The U.S. Army suffered no qualms when slot machines were installed in the officers' club in Murnau, Germany, and were rigged to keep 700 of every $1 played. Indeed, the club's profits reached a welcome alltime high when Major Robert G. Wallace fed $7,000 into the one-armed bandits over a period of nine months. There was, however, an offense against military propriety: in the process of buying rolls of quarters from the bar, Wallace passed $2,000 in rubber checks. A general court-martial sentenced him to dismissal from the service.

By the time Wallace's case got to the U.S. Court of Military Appeals, his sentence had been reduced to forfeiture of $900 in pay--for him, little more than a month's losses. Even so, the nation's highest military court reversed his conviction.

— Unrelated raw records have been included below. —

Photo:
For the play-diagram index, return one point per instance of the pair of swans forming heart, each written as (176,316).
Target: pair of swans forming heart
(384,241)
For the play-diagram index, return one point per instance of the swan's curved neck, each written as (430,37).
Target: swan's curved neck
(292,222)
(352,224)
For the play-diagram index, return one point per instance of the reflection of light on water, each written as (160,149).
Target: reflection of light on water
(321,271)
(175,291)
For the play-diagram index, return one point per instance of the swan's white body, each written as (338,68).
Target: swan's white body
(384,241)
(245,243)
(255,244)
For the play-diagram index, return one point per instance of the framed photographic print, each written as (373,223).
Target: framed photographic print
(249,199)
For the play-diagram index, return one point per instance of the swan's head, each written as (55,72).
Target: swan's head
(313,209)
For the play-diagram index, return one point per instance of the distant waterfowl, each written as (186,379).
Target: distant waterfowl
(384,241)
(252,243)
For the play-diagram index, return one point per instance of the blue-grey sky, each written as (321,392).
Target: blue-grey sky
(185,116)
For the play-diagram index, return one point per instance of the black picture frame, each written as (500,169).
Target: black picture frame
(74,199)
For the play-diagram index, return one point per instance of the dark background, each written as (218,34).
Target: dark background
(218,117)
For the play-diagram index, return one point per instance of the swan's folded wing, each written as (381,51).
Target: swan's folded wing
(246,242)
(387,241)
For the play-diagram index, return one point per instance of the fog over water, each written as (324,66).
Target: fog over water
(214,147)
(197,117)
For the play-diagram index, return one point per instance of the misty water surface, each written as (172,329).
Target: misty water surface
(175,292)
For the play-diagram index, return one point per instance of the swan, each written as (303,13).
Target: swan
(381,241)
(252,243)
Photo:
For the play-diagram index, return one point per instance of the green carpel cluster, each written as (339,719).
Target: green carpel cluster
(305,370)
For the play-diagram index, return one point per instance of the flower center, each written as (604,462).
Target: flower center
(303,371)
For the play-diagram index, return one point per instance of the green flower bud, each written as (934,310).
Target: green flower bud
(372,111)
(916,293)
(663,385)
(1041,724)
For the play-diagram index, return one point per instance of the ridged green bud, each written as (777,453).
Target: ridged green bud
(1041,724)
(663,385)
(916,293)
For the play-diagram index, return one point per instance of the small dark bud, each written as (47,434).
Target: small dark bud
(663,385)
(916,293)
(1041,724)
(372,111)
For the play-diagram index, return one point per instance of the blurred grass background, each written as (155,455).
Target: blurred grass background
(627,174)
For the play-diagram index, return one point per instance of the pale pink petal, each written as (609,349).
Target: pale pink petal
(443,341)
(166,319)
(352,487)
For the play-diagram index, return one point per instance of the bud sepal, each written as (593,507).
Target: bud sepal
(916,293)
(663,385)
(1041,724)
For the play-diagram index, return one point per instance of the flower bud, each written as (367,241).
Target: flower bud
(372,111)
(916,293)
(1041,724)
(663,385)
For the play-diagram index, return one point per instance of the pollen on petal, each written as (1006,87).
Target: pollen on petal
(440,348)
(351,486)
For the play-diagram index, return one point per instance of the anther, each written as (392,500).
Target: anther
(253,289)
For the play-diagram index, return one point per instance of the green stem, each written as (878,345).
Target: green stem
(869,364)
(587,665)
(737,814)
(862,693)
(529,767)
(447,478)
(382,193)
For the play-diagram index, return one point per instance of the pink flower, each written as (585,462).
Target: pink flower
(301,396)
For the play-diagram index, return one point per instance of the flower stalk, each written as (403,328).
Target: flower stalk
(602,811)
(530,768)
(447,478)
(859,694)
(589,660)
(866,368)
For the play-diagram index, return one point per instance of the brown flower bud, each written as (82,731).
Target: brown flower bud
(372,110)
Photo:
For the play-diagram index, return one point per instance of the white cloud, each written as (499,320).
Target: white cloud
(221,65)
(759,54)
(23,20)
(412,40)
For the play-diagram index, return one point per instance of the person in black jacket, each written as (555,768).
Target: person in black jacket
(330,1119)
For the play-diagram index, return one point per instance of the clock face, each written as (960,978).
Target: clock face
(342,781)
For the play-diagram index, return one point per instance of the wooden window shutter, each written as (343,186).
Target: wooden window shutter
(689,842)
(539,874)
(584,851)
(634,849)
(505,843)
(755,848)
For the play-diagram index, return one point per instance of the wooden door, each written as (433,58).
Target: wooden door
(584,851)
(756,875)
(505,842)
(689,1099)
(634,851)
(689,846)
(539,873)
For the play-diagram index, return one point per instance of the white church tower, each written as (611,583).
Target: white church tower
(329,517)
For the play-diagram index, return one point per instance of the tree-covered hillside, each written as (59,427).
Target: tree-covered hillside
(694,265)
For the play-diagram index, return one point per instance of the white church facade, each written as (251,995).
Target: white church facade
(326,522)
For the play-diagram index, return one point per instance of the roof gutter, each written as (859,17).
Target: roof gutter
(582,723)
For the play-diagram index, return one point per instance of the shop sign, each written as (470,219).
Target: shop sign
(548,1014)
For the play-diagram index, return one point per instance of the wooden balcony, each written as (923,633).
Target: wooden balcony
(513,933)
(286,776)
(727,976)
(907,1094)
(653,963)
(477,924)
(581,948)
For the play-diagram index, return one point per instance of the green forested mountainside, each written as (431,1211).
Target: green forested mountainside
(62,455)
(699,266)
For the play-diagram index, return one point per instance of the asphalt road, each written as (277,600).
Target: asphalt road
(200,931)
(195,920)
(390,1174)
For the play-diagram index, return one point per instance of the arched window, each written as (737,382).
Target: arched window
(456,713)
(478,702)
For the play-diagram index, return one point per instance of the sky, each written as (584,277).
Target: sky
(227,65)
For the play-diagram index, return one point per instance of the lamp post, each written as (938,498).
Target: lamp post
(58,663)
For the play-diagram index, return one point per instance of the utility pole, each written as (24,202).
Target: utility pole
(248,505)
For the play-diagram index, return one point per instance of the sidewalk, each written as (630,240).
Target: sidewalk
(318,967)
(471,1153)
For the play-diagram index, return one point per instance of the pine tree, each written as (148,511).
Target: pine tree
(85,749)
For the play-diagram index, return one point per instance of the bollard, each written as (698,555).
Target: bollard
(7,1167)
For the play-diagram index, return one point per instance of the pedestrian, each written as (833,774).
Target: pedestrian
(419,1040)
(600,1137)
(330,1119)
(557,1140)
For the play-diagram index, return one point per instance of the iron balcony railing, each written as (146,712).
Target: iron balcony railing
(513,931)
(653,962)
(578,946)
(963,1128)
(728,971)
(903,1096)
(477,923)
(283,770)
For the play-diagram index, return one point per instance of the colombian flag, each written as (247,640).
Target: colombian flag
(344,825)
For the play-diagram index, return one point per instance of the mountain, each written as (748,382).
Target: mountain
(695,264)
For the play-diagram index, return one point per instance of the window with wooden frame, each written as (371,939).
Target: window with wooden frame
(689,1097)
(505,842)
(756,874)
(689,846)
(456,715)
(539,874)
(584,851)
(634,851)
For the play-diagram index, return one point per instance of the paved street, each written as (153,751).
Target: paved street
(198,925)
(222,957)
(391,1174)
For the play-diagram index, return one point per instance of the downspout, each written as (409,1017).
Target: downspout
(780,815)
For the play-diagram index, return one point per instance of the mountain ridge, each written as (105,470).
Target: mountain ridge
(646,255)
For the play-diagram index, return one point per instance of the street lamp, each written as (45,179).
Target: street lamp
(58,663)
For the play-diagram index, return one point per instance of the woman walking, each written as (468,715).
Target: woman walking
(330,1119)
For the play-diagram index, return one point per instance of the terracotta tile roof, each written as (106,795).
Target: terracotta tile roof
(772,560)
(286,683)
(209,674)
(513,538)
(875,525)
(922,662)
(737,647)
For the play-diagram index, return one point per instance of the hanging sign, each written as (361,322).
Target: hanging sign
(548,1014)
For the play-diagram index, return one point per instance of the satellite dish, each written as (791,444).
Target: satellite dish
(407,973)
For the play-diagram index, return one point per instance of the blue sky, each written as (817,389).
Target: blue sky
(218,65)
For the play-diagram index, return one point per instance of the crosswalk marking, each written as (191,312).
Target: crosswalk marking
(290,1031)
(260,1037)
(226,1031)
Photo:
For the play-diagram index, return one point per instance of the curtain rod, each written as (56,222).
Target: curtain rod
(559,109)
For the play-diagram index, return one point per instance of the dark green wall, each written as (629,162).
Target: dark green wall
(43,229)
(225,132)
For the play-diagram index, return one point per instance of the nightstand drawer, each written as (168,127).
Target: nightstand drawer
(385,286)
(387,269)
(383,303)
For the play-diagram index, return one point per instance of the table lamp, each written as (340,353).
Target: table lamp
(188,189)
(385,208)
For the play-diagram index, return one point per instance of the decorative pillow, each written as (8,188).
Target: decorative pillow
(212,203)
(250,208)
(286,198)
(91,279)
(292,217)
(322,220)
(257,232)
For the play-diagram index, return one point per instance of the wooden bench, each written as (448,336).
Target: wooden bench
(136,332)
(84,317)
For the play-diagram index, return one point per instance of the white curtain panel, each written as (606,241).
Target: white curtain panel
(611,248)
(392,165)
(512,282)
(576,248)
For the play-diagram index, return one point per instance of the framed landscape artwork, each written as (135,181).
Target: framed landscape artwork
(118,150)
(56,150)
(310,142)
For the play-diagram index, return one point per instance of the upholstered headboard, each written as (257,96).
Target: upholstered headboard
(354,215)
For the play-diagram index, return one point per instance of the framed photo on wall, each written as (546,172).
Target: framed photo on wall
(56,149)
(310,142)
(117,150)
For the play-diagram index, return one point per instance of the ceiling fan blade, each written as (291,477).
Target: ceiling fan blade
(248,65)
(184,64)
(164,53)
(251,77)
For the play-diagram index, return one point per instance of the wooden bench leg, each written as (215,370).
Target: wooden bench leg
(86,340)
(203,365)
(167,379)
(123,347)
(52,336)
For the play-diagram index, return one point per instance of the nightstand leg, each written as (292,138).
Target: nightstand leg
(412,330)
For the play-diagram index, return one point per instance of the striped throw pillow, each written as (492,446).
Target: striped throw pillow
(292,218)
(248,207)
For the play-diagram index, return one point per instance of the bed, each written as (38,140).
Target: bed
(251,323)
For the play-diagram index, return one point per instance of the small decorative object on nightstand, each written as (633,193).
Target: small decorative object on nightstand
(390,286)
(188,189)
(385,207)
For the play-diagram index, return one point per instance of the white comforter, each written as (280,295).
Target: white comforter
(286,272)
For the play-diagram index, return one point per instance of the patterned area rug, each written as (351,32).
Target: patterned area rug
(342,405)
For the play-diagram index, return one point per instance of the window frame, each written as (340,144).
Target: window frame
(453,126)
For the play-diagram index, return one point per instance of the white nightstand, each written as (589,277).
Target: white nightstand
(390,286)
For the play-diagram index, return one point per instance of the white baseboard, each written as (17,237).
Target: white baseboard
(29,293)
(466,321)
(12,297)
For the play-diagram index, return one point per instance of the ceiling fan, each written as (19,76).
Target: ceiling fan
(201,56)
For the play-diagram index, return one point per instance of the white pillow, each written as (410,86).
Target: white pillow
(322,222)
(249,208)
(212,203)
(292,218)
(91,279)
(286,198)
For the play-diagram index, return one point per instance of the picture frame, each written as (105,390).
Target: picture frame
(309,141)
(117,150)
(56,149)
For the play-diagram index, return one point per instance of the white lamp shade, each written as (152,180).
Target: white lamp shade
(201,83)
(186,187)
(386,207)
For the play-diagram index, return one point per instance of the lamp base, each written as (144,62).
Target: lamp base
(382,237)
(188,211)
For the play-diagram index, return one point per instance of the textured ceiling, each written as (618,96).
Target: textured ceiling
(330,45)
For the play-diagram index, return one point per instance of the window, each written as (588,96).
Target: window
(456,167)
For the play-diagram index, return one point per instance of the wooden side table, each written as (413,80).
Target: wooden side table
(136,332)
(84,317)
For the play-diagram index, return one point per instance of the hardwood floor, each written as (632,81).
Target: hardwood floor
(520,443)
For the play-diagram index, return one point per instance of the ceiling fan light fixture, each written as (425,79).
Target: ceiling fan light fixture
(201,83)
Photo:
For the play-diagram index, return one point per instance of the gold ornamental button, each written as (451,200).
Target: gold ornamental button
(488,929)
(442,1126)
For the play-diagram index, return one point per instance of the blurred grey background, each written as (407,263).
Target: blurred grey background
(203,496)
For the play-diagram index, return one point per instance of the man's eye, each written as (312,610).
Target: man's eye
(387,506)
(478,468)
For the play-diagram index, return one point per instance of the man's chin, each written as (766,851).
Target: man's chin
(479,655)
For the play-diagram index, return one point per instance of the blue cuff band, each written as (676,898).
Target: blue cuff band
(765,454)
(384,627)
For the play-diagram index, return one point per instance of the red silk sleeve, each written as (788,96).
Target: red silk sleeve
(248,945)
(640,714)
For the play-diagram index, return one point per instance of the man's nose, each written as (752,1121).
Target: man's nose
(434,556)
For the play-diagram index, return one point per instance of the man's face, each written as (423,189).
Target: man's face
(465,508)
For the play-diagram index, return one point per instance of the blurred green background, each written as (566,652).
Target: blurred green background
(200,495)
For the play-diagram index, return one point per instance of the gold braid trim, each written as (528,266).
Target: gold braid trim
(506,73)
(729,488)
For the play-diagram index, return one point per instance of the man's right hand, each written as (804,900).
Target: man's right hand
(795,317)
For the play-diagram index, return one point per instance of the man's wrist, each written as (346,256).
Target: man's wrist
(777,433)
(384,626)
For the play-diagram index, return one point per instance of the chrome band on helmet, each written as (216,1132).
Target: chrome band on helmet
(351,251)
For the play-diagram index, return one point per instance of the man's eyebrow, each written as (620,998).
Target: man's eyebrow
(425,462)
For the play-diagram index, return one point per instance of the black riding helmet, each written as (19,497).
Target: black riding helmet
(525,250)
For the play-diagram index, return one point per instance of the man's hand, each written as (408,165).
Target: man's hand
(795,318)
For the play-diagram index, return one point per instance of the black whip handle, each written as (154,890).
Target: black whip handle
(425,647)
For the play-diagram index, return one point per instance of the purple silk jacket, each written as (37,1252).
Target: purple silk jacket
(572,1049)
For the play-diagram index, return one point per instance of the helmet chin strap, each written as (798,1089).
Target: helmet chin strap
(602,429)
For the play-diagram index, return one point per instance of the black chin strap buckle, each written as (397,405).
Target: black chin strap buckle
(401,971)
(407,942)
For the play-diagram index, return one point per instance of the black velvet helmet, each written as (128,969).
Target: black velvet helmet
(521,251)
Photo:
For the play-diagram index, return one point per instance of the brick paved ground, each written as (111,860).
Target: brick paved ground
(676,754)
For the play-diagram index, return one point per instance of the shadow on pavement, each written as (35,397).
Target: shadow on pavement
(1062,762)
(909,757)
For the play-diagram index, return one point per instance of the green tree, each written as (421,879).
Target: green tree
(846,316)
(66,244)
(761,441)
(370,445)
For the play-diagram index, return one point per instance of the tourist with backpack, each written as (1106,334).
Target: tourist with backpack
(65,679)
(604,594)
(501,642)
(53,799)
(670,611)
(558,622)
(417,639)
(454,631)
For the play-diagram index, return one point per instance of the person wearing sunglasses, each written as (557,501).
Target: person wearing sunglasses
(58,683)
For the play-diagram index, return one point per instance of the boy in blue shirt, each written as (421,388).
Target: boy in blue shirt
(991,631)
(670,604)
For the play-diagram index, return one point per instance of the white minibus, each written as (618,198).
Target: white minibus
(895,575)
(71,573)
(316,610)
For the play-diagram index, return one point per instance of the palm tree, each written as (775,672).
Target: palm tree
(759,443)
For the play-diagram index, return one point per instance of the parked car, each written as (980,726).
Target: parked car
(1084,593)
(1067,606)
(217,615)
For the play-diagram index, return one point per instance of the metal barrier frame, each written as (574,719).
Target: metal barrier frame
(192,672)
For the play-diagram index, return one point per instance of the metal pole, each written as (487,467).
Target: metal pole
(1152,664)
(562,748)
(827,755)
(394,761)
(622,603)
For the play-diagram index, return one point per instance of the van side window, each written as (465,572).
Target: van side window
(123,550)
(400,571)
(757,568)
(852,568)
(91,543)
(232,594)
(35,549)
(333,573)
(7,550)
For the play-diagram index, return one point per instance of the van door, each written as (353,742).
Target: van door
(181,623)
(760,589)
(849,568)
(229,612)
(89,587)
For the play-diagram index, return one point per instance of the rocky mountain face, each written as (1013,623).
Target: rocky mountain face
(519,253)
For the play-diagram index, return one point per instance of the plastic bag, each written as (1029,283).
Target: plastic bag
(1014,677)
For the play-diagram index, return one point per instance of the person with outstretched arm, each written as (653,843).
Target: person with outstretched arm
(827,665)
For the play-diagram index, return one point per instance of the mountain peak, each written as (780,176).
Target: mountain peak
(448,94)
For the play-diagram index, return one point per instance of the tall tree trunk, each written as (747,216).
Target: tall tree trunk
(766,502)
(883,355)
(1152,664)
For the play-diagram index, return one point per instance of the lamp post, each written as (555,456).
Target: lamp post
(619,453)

Whether legal or illegal, ruled Judge Homer Ferguson for the court, gambling is "against public policy, and the courts will not lend their offices to enforcement of obligations arising therefrom." Though Nevada, for example, both licenses and taxes gambling, "the courts of that state deny any right of recovery on gaming transactions." In the same vein, said Ferguson, "the issuance of a worthless check in a gambling game or as a means of facilitating a gaming transaction cannot be made the basis of a criminal prosecution for allegedly 'dishonorable' conduct."

In bemused disagreement, Chief Judge Robert E. Quinn declared: "It can hardly be argued that all gambling is contrary to public policy." All insurance, he noted, is "socially desirable" betting; all courts sanction even "one-shot" insurance bets "against rain on the day of a big event." And what about church-sponsored bingo games? "Speculation in the stock and grain markets is lawful," continued Quinn. "Betting at pari-mutuel tracks is well established." As a result, argued the judge, "I disagree with the majority's conclusion that playing a slot machine, where not prohibited by law, is contrary to the good morals and public policy of the military community." Quinn would have reversed the conviction on a less cosmic ground: the court-martial failed to prove that Major Wallace's checks were passed as "ordinary commercial instruments, and not as IOUs."

For the majority, Judge Ferguson insisted: "The club gambled on the accused having money in the bank and lost. Having done so, it cannot look to the law as a club to hold over those foolish enough to engage in this type of dissipation."